S. Murtaza Fazal Ali, J.

1. This appeal by special leave is directed against a judgment of the Allahabad High Court confirming the conviction of the appellants for offences under Sections 302 and 325 read with Section 149 of the Indian Penal Code as also for some less serious offences.

2. The detailed facts of the case have been given in the judgment of the Sessions Judge and that of the High Court and it is not necessary for us to repeat the same.

3. The appeal being by special leave we can interfere only if we find that there is some gross violation of any principle of law or a serious miscarriage of justice. Having gone through the judgment of the High Court which is a well-reasoned one and has considered all the aspects of the prosecution case, we find ourselves in complete agreement therewith.

4. It is true that the High Court has rejected a good part of the prosecution case regarding the motive or the actual cause of the occurrence but it has accepted the main details of the occurrence which resulted in injuries three persons and death of two others. It has made a very scientific approach to the case, has given the maximum possible benefit of doubt to those of the accused against whom there were no sufficient materials, and has taken care to convict only those accused persons (namely, the appellants before us) whole participation if the assault was proved beyond reasonable doubt.

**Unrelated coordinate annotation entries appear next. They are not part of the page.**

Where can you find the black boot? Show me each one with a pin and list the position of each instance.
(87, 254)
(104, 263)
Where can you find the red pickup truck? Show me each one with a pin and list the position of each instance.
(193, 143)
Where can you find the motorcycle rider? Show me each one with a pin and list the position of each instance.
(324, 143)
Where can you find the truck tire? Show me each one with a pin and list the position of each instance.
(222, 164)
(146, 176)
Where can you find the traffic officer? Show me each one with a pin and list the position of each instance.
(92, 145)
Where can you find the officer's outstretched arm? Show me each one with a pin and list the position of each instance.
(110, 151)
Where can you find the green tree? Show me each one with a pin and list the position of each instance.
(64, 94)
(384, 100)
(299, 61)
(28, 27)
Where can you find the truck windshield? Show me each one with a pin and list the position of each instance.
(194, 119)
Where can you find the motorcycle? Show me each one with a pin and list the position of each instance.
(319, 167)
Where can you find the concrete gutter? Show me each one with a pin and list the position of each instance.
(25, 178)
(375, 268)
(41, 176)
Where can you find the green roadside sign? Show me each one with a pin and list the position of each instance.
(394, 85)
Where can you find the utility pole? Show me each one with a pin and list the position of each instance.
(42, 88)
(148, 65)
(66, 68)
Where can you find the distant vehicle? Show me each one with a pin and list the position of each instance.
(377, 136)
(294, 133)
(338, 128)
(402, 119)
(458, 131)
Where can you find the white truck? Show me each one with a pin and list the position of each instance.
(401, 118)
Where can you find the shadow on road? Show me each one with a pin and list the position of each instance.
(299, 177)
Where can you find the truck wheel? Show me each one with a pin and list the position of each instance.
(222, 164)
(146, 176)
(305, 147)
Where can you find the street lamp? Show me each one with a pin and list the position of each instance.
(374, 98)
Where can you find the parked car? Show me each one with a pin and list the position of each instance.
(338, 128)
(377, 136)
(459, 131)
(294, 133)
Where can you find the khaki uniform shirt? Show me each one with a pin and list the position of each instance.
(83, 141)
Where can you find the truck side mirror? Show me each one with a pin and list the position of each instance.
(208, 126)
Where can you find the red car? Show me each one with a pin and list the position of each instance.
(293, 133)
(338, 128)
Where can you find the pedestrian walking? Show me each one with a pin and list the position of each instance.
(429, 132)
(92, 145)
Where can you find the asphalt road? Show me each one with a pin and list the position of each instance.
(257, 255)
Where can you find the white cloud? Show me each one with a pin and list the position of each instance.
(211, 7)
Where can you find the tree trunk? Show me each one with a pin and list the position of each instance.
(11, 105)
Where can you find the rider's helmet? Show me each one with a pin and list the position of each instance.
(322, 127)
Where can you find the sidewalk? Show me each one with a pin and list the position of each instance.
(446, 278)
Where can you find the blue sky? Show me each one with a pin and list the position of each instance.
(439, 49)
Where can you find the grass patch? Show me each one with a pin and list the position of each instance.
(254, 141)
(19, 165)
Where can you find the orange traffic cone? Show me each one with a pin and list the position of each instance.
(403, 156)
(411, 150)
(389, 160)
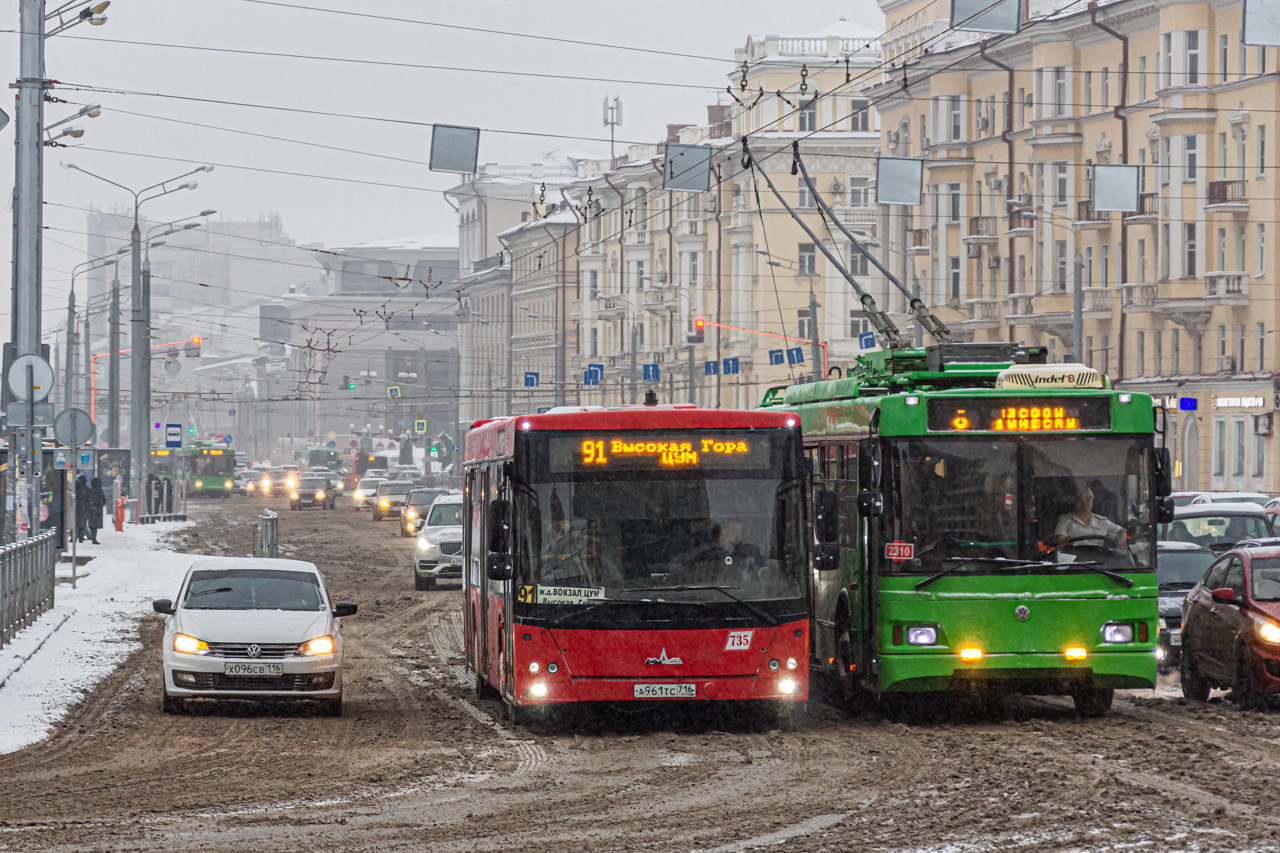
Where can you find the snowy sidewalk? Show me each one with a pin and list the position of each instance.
(53, 664)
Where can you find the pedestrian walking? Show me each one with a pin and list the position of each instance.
(81, 509)
(96, 503)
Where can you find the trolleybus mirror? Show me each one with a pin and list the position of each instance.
(869, 464)
(499, 566)
(499, 525)
(826, 556)
(826, 516)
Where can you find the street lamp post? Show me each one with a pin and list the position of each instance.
(140, 407)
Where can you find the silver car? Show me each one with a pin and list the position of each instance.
(438, 548)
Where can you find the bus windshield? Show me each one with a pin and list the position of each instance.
(990, 505)
(661, 528)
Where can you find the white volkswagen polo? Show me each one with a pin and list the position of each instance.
(252, 629)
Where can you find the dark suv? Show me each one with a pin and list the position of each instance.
(1232, 628)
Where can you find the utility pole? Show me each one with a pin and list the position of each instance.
(814, 346)
(28, 187)
(113, 360)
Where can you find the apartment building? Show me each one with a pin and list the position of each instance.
(1178, 297)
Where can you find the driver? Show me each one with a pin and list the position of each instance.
(1084, 523)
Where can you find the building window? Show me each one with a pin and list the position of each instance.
(1189, 250)
(808, 259)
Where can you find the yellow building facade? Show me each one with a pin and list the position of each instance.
(1178, 296)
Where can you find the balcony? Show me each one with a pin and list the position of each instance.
(982, 232)
(1089, 219)
(1226, 288)
(918, 241)
(1148, 209)
(1228, 196)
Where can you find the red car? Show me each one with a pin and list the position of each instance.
(1232, 628)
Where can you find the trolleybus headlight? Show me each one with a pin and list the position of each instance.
(922, 635)
(1269, 632)
(1118, 633)
(188, 644)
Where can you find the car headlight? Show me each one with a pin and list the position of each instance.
(318, 646)
(188, 644)
(1116, 633)
(922, 635)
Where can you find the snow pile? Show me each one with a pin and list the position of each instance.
(115, 589)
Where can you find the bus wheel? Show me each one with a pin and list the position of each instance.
(1091, 702)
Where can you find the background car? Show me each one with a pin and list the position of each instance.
(365, 491)
(1216, 525)
(1232, 628)
(438, 547)
(312, 491)
(391, 498)
(1179, 566)
(252, 629)
(415, 509)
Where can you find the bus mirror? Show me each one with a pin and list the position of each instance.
(499, 566)
(826, 516)
(826, 556)
(499, 525)
(869, 464)
(1164, 473)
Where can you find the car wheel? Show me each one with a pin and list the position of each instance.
(169, 705)
(1246, 687)
(1092, 702)
(1194, 685)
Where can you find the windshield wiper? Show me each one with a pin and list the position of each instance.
(763, 614)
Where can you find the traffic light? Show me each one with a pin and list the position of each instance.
(699, 332)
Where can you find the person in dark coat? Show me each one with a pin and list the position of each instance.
(81, 509)
(96, 503)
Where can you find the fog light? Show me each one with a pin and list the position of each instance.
(922, 635)
(1116, 633)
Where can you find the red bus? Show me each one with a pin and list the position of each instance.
(636, 555)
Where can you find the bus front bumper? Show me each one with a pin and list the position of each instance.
(1018, 673)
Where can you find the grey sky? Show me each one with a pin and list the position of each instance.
(337, 213)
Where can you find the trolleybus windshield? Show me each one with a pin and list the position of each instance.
(988, 505)
(662, 518)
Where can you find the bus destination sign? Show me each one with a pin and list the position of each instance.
(1019, 415)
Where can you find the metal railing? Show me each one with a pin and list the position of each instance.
(268, 543)
(26, 583)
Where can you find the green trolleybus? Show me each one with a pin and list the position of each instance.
(982, 521)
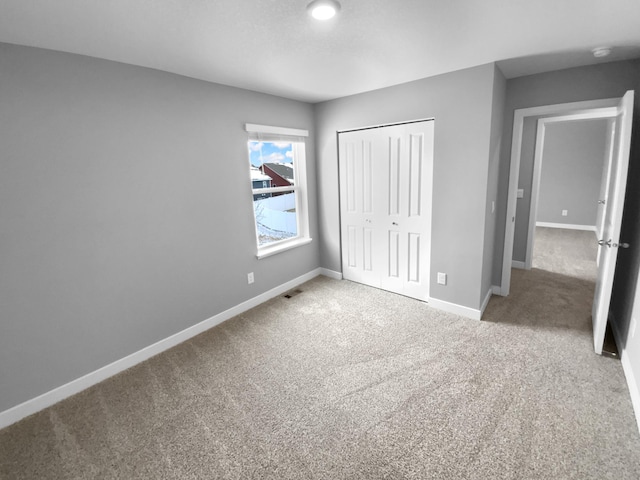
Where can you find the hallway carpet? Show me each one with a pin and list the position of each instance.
(344, 381)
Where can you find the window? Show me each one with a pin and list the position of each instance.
(278, 185)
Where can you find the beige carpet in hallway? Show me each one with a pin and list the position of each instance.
(348, 382)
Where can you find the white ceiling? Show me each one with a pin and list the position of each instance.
(274, 46)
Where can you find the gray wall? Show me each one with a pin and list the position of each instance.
(497, 126)
(125, 209)
(572, 163)
(578, 183)
(461, 103)
(607, 80)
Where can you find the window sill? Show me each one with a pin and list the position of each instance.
(281, 247)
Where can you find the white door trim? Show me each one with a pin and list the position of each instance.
(514, 171)
(607, 112)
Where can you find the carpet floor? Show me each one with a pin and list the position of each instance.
(344, 381)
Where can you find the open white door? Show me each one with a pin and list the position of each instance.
(610, 239)
(603, 196)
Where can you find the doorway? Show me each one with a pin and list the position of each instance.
(614, 184)
(386, 184)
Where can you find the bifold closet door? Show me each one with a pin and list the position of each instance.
(385, 206)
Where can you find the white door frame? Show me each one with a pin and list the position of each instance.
(607, 112)
(514, 170)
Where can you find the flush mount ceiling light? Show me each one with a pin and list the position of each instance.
(601, 52)
(323, 9)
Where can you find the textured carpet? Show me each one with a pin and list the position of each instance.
(345, 381)
(571, 252)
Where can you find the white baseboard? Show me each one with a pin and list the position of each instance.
(331, 273)
(567, 226)
(633, 384)
(627, 368)
(47, 399)
(455, 308)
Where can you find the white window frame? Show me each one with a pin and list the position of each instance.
(297, 138)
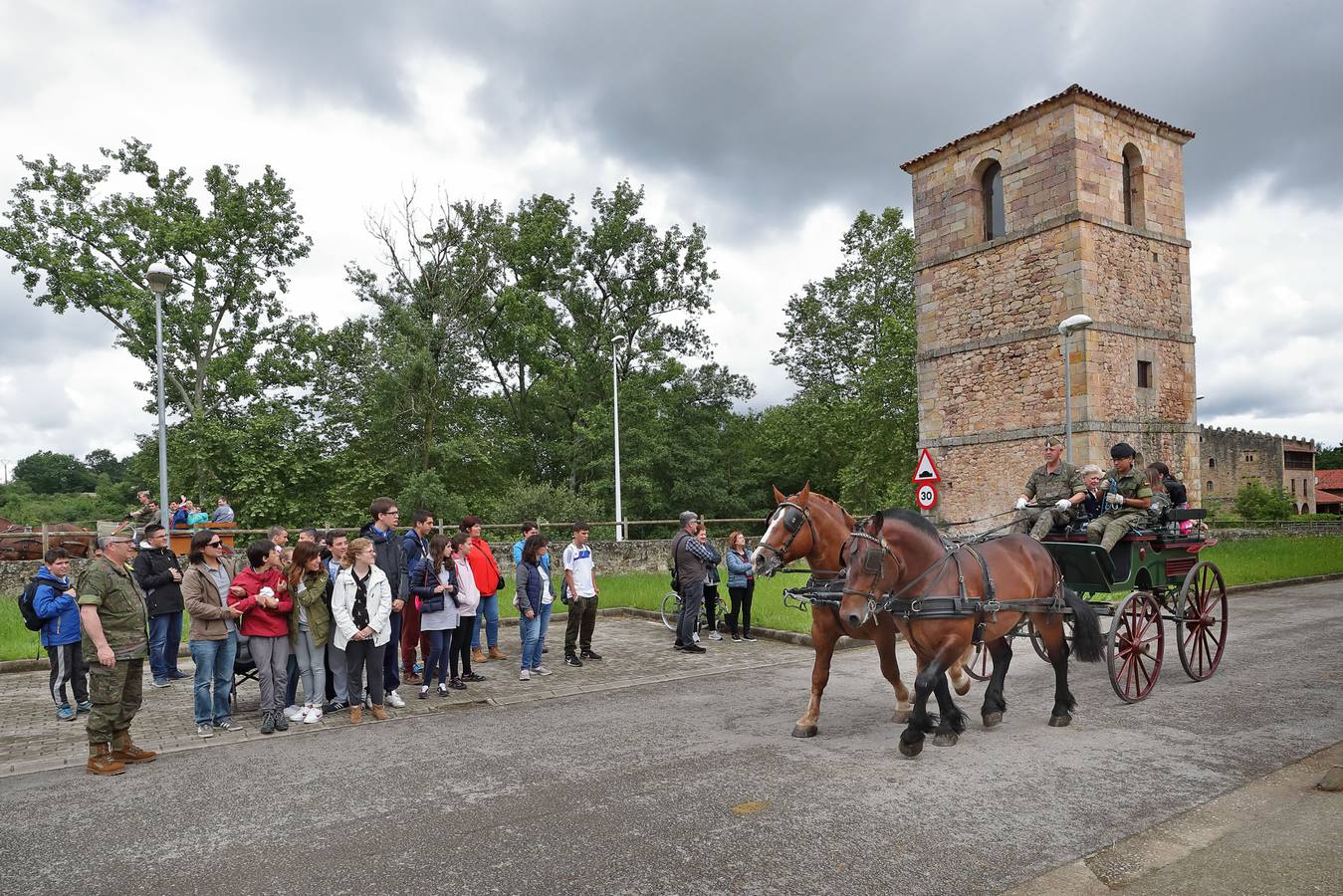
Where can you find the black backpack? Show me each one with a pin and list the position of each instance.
(30, 612)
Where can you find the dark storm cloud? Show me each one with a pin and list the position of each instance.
(774, 108)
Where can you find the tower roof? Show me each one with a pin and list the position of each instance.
(1060, 99)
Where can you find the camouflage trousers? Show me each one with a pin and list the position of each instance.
(1038, 522)
(1112, 526)
(115, 696)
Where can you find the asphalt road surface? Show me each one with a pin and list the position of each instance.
(696, 786)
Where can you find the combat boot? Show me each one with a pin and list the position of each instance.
(101, 762)
(125, 751)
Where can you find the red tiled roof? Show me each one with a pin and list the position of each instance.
(1330, 480)
(1027, 111)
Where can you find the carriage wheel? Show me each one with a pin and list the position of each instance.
(672, 610)
(1136, 645)
(1201, 633)
(1037, 641)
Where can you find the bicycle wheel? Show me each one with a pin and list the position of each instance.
(672, 610)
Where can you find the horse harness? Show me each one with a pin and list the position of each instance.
(946, 606)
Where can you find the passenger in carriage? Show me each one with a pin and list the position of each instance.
(1093, 500)
(1055, 488)
(1127, 499)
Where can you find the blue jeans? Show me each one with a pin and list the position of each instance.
(214, 669)
(531, 633)
(439, 642)
(489, 617)
(164, 641)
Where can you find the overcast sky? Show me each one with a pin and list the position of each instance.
(772, 123)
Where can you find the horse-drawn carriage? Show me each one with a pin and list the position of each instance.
(1161, 579)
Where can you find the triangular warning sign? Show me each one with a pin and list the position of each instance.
(927, 470)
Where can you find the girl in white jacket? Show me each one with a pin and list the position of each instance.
(361, 606)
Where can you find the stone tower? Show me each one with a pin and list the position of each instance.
(1073, 206)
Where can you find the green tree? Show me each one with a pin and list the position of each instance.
(81, 245)
(1254, 501)
(850, 346)
(53, 473)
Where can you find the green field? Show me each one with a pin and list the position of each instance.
(1241, 563)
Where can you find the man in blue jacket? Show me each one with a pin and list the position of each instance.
(54, 600)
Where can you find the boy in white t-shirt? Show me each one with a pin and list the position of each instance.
(580, 584)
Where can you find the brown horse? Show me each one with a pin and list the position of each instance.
(24, 542)
(900, 557)
(810, 526)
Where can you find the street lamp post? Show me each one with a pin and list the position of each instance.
(1066, 328)
(615, 407)
(158, 277)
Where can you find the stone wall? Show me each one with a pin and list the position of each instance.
(990, 367)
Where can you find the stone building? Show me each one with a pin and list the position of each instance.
(1233, 457)
(1073, 206)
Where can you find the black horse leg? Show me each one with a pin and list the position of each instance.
(911, 739)
(1064, 703)
(953, 719)
(994, 702)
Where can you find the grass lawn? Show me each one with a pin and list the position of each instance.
(1241, 563)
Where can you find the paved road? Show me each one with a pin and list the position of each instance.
(695, 786)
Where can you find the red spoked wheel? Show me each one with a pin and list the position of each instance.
(1201, 630)
(1136, 646)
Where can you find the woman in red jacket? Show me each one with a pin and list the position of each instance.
(262, 594)
(488, 579)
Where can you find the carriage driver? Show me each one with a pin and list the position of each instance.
(1127, 499)
(1057, 488)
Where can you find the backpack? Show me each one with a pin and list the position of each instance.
(30, 612)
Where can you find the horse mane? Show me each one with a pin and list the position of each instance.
(915, 520)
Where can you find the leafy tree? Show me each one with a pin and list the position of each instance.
(53, 473)
(1254, 501)
(81, 245)
(1330, 458)
(850, 348)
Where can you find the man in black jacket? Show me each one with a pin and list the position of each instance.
(160, 577)
(391, 560)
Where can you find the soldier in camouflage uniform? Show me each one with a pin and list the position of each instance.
(1127, 499)
(115, 642)
(1055, 488)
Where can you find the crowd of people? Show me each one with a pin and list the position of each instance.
(1108, 503)
(345, 622)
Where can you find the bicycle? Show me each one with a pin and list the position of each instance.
(672, 612)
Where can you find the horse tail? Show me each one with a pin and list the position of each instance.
(1087, 644)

5. Mr. Goyal appearing for the appellants submitted that having disbelieved the essential details of the prosecution case, the High Court ought not to have convicted the appellants but should have acquitted all the accused. In the first place, the High Court has not disbelieved the essential details of the prosecution case but has merely tried to disengage the truth from falsehood, the grain from the chaff and in this process it has acquitted all those accused against whom the evidence was not acceptable or who could be reasonably suspected of having been implicated due to enemity. The standard adopted by the High Court was, that where an accused was shown to have taken part in the assault armed with a weapon which actually caused injuries to the prosecution witnesses or the deceased, who was to be convicted. As between the deceased and the injured prosecution witnesses there were as many as 60 injuries whereas not a single accused suffered any injury on his person. In these circumstances it cannot be said that there was a free fight between complainants party and the accused. The occurrence, according to the High Court, had taken place at an appreciable distance from the field in dispute and there was no justification for accused persons to have engaged themselves variously armed with deadly weapons in a fight with the prosecution party caused fatal injuries on the two deceased and serious injuries to three others. Mr. Goyal. specially stressed the fact that the evidence shows that the prosecution party had used lathis and argued that this would indicate that the appellants, if at all, had morally exceeded the right of private defence. We are however unable to agree with this argument because if members of the prosecution party were attacked by the accused persons variously, armed, they had to defend themselves end if they wielded lathis in self-defence, that would not give any right of private defence to the appellants. The fact of the matter is that none of the appellants had received any injuries and the High Court merely conjectured that they might have received injuries as a result of the blows given by some of the prosecution witnesses. Having carefully considered the evidence and circumstances of the case coupled with the scientific analysis made by the High Court, we are not at all satisfied that it is a fit case which calls for our interference. Accordingly, we find not merit in the appeal which is dismissed.